EMS Sasuke has already shown feats of being much faster than SM Naruto.

 Tbh, MS Sasuke is probably as fast as SM Naruto considering he beat V1 in CQC (until he got thrown) and KCM Naruto struggled a little with Raikage.

 Glad people aren't stuck in the age where EMS Sasuke would struggle with Pain.


----------



## TheGreen1 (Sep 9, 2013)

NarutoX28 said:


> EMS Sasuke has already shown feats of being much faster than SM Naruto.
> 
> Tbh, MS Sasuke is probably as fast as SM Naruto considering he beat V1 in CQC (until he got thrown) and KCM Naruto struggled a little with Raikage.
> 
> Glad people aren't stuck in the age where EMS Sasuke would struggle with Pain.



He Beat V1 Raikage due to his Susano'o and Amaterasu, not due to speed. No, Sasuke got his ass stomped by the Raikage when it came to speed. 

Also that wasn't Naruto fighting the 3rd Raikage, that was a clone. That speaks VOLUMES of Naruto's skill when a clone defeats a Edo Kage in one-on-one combat. Also, Naruto there was in SM and dodged at the last second, and beat him.


----------



## SuperSaiyaMan12 (Sep 9, 2013)

NarutoX28 said:


> EMS Sasuke has already shown feats of being much faster than SM Naruto.


Not even close. SM Naruto was able to defeat the Third Raikage in a speed clash and blitz a rocket powered Asura Path from several kilometers away starting point.

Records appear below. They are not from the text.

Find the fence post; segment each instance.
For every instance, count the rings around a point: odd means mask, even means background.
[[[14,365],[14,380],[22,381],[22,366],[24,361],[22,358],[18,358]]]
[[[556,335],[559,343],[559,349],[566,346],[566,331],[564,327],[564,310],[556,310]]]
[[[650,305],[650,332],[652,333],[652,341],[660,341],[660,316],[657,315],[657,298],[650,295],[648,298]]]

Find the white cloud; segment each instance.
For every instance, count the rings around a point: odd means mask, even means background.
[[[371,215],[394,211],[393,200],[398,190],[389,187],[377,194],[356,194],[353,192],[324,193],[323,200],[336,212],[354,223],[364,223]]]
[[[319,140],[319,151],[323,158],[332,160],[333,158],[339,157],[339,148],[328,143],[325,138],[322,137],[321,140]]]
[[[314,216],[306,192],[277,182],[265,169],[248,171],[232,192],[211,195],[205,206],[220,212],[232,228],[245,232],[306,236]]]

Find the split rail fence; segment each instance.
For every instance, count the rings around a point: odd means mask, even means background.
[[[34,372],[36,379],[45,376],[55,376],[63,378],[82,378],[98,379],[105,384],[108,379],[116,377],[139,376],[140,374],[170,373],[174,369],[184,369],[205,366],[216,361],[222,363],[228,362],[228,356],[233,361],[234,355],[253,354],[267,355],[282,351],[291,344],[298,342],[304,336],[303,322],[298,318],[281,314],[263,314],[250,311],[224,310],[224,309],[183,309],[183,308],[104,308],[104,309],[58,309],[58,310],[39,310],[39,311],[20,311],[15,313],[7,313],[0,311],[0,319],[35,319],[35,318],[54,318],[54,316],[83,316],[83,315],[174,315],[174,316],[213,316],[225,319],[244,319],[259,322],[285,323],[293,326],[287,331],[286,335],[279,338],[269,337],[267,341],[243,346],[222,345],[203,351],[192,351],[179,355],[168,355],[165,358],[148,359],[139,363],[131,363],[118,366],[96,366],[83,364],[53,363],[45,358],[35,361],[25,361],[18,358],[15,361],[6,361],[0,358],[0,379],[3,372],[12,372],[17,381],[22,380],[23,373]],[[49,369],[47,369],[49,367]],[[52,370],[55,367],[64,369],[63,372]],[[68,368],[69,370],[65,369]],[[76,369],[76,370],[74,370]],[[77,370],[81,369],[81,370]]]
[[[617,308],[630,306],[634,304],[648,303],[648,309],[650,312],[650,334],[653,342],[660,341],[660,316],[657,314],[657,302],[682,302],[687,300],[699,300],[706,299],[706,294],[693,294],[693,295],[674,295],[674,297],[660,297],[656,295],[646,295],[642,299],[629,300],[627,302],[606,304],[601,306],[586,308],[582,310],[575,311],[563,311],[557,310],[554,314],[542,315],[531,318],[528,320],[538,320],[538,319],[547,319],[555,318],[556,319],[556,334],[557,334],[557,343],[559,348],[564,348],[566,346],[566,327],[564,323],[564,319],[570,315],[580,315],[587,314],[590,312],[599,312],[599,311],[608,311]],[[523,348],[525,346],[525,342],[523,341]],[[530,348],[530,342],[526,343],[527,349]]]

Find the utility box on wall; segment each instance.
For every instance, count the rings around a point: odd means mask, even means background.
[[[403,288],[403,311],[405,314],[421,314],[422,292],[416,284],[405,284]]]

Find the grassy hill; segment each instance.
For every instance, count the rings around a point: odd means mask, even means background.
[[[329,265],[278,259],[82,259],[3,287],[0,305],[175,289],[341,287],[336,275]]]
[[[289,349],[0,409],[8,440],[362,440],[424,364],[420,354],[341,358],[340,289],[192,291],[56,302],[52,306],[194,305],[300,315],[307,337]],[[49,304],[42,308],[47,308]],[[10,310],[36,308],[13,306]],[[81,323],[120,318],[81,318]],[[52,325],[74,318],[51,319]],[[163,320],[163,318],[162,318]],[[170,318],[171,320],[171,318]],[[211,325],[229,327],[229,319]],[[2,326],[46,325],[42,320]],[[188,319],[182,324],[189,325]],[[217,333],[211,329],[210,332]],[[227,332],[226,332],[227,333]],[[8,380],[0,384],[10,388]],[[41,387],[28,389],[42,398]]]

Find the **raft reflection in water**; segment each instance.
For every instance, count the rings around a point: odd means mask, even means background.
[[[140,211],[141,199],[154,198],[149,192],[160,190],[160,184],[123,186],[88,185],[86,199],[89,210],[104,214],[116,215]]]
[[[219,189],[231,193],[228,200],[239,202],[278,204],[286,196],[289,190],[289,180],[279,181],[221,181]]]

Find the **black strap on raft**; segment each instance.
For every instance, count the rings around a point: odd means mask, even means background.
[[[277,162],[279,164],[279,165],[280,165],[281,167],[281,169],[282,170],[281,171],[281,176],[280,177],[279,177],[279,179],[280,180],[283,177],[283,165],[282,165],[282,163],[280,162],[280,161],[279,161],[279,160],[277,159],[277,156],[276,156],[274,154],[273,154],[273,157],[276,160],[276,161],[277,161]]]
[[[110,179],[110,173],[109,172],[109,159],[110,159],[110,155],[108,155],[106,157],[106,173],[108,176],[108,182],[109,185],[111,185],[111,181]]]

> Tbh, MS Sasuke is probably as fast as SM Naruto considering he beat V1 in CQC (until he got thrown) and KCM Naruto struggled a little with Raikage.

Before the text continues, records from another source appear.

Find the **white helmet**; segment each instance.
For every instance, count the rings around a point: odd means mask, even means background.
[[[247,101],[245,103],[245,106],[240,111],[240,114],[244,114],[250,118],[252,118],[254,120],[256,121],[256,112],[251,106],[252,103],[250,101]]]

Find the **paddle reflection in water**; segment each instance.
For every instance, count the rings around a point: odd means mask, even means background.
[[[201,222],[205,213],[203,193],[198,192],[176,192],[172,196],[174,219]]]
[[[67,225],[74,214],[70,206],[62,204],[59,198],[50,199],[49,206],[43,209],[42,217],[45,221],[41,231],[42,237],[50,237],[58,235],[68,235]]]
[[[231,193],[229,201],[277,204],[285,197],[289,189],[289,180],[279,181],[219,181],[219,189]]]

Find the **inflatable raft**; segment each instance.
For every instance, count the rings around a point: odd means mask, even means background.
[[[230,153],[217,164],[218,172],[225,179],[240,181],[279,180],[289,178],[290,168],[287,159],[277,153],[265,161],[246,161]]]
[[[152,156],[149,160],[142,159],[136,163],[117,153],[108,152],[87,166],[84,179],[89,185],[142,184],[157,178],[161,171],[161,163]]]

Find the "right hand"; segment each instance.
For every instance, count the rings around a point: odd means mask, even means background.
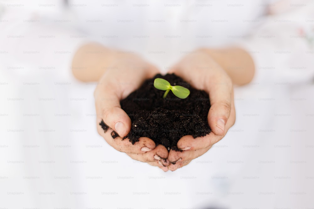
[[[145,80],[158,73],[158,71],[134,55],[126,55],[109,68],[99,80],[94,92],[98,133],[117,150],[125,152],[135,160],[167,171],[170,163],[167,159],[168,151],[164,146],[156,146],[152,140],[147,137],[140,137],[134,145],[128,138],[122,138],[131,130],[131,122],[121,109],[120,100],[139,88]],[[102,120],[110,127],[105,133],[99,125]],[[114,130],[120,137],[112,138],[111,133]]]

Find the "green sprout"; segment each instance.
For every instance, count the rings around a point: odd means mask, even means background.
[[[190,95],[190,90],[180,86],[172,86],[170,83],[162,78],[156,78],[154,81],[154,86],[159,90],[165,91],[162,98],[165,98],[171,90],[173,94],[180,99],[185,99]]]

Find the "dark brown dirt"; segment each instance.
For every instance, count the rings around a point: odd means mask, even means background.
[[[181,99],[170,91],[165,98],[165,91],[154,87],[157,78],[165,79],[171,86],[179,85],[188,89],[189,96]],[[160,74],[145,81],[138,90],[120,101],[121,107],[131,118],[131,130],[124,138],[132,144],[141,137],[151,139],[156,145],[161,144],[170,150],[179,150],[177,143],[182,137],[192,135],[195,138],[209,134],[210,128],[207,114],[210,107],[208,94],[196,89],[174,74],[164,76]],[[102,121],[99,124],[106,132],[108,126]],[[118,136],[111,133],[114,138]]]

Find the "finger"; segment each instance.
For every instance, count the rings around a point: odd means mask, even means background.
[[[131,120],[120,105],[120,88],[114,83],[106,83],[105,79],[96,88],[94,93],[96,112],[99,123],[102,120],[120,136],[125,136],[131,129]]]
[[[169,170],[168,166],[164,166],[160,163],[160,161],[154,162],[149,162],[148,163],[148,164],[149,164],[151,165],[152,165],[153,166],[156,166],[159,167],[161,169],[165,172]]]
[[[140,137],[138,142],[132,144],[127,138],[123,140],[118,136],[113,138],[111,135],[113,130],[111,128],[104,132],[100,126],[97,126],[97,130],[98,133],[109,145],[120,152],[130,154],[141,154],[153,150],[156,146],[154,141],[147,137]]]
[[[168,165],[170,162],[167,160],[168,150],[164,146],[160,144],[151,151],[142,154],[128,154],[132,159],[141,162],[148,162],[161,160],[163,164]]]
[[[216,135],[222,136],[226,132],[226,124],[233,102],[232,83],[225,73],[212,76],[209,82],[207,85],[211,105],[208,124]]]
[[[209,134],[205,136],[197,137],[195,138],[194,138],[190,135],[185,136],[179,140],[177,144],[177,146],[179,149],[182,150],[193,150],[212,146],[223,138],[229,129],[234,124],[235,120],[236,111],[234,104],[233,102],[232,102],[230,116],[226,124],[226,130],[224,135],[217,135],[212,131]]]
[[[168,155],[168,159],[172,164],[198,157],[208,151],[211,146],[197,150],[186,150],[182,152],[171,150]]]
[[[168,166],[168,169],[172,171],[174,171],[178,168],[182,168],[191,162],[191,160],[186,160],[177,163],[175,164],[170,164]]]

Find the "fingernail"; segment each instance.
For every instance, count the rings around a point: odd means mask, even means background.
[[[150,149],[147,147],[143,147],[141,149],[141,151],[143,152],[148,152],[151,150],[152,150],[151,149]]]
[[[161,158],[158,156],[158,155],[156,154],[154,155],[154,159],[155,160],[161,160]]]
[[[116,129],[116,131],[118,133],[119,136],[122,137],[124,136],[123,135],[123,133],[124,132],[124,124],[122,122],[119,121],[116,123],[115,125],[115,128]]]
[[[217,126],[220,128],[225,132],[225,120],[222,118],[219,118],[217,121]]]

MS Sasuke is still slower than SM Naruto. He didn't 'beat' A at all, A made no attempt to dodge and was counting on his Raiton no Yoroi to tank the Chidori: which it did. Sasuke lost the clash and was forced to use Susano'o to survive the Liger Bombu.


> Glad people aren't stuck in the age where EMS Sasuke would struggle with Pain.


Chibaku Tensei. EMS Sasuke is crushed. Giant Shinra Tensei. EMS Sasuke is flattened. Preta Path makes all of Sasuke's ninjutsu useless as does Shinra Tensei. He's still vulnerable to Bansho Ten'in and if he goes taijutsu against Asura or Deva, he gets manhandled. 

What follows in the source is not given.